Lou Ye : « Je ne suis pas dangereux »

Après cinq ans d’interdiction de tourner dans son pays, le Chinois Lou Ye revient avec Mystery .

Christophe Kantcheff  • 21 mars 2013 abonné·es

Pour avoir présenté les événements de la place Tian’anmen dans Une jeunesse chinoise, sélectionné en 2006 en compétition officielle à Cannes, d’une façon qui n’a pas plu au régime de Pékin, Lou Ye a été interdit de tourner en Chine pendant cinq ans. Ce qui ne l’a pas empêché de réaliser clandestinement, à Nankin, le beau Nuits d’ivresse printanière (2009). Libre désormais de tourner de nouveau dans son pays, le cinéaste est de retour avec Mystery, dont le sujet n’a a priori rien de politique. D’une part, au début du film, une jeune fille est tuée, renversée par une voiture, alors qu’elle semblait tituber sur la route. D’autre part, un homme (Qin Hao) se partage entre deux femmes : son épouse (Hao Lei), avec laquelle il partage une existence aisée, très occidentalisée, et sa maîtresse (Qi Xi), au niveau de vie plus modeste. Avec la première, il a une fille, un fils avec la seconde. Si l’homme ne paraît en rien perturbé par cette situation, qui ne l’empêche pas de connaître de surcroît d’autres aventures, la maîtresse puis l’épouse, quand celle-ci découvre la double vie de son mari, en souffrent violemment. Une souffrance dont on comprendra peu à peu le lien avec la mort apparemment accidentelle de la jeune fille du début. Il émane de Mystery quelque chose de sauvage, de barbare, comme si chacun agissait, se débattait en fonction de son intérêt personnel, ou de son ressentiment, sans considération pour l’autre. À cette forme de cynisme correspond un sentiment d’hypocrisie généralisé. La société chinoise irait-elle si mal ? Le point de vue de Lou Ye.

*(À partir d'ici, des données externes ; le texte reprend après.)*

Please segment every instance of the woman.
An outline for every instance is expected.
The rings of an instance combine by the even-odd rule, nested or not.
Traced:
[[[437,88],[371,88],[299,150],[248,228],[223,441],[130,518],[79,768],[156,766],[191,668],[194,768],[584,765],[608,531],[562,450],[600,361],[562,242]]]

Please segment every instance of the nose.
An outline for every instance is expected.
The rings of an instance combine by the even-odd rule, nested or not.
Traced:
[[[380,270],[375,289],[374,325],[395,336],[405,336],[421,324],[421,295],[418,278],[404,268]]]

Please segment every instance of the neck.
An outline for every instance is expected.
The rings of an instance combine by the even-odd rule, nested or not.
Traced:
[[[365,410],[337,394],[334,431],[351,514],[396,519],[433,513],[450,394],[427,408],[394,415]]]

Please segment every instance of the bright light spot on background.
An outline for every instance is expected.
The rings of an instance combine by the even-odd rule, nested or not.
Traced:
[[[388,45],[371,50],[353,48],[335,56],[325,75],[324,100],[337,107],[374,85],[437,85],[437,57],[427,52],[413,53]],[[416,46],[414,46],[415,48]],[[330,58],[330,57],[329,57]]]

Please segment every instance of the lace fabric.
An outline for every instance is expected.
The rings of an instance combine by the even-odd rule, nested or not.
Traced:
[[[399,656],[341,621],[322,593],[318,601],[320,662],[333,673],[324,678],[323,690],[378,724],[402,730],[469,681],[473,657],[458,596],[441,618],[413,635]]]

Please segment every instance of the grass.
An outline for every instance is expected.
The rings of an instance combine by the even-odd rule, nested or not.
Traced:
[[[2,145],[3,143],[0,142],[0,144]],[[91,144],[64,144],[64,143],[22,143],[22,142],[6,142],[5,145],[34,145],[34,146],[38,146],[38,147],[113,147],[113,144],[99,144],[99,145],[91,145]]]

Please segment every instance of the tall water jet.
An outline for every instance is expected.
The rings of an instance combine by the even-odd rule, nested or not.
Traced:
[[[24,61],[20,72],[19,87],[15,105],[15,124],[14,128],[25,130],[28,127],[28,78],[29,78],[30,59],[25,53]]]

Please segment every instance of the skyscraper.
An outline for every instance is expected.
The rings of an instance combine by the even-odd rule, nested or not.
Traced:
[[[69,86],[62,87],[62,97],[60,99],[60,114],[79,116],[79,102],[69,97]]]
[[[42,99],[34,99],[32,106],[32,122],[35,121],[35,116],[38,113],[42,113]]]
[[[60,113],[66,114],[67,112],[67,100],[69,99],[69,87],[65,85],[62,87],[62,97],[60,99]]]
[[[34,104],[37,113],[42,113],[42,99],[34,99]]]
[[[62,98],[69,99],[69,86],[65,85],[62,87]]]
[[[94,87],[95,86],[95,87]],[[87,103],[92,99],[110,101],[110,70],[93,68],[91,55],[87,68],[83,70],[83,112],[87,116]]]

Où en est Mystery vis-à-vis de la censure ?

Lou Ye : Après le Festival de Cannes, j’ai reçu une notification des autorités chinoises selon laquelle le film devait passer une seconde fois devant la censure. J’ai décidé de rendre publique cette notification via les réseaux sociaux. Et là j’ai obtenu un soutien immense des internautes. Du coup, les gens du bureau du cinéma (l’instance étatique responsable notamment des visas de censure) ont accepté de négocier. Résultat : ils ont retiré la majorité de leurs demandes de modifications ou de coupes. De mon côté, j’ai accepté de toucher à un fondu au noir qui durait trois secondes. Cela ne changeait évidemment rien à mon film, mais eux gardaient la face parce qu’ils pouvaient dire que j’avais cédé à leurs injonctions. Le film a ainsi pu être diffusé dans le pays. Mais, parce que j’avais tout de même changé quelque chose, j’ai retiré mon nom du générique. Un geste symbolique puisque tous les spectateurs savaient qui avait réalisé ce film. Malgré tout, les autorités chinoises ont certainement dû trouver que j’étais intraitable.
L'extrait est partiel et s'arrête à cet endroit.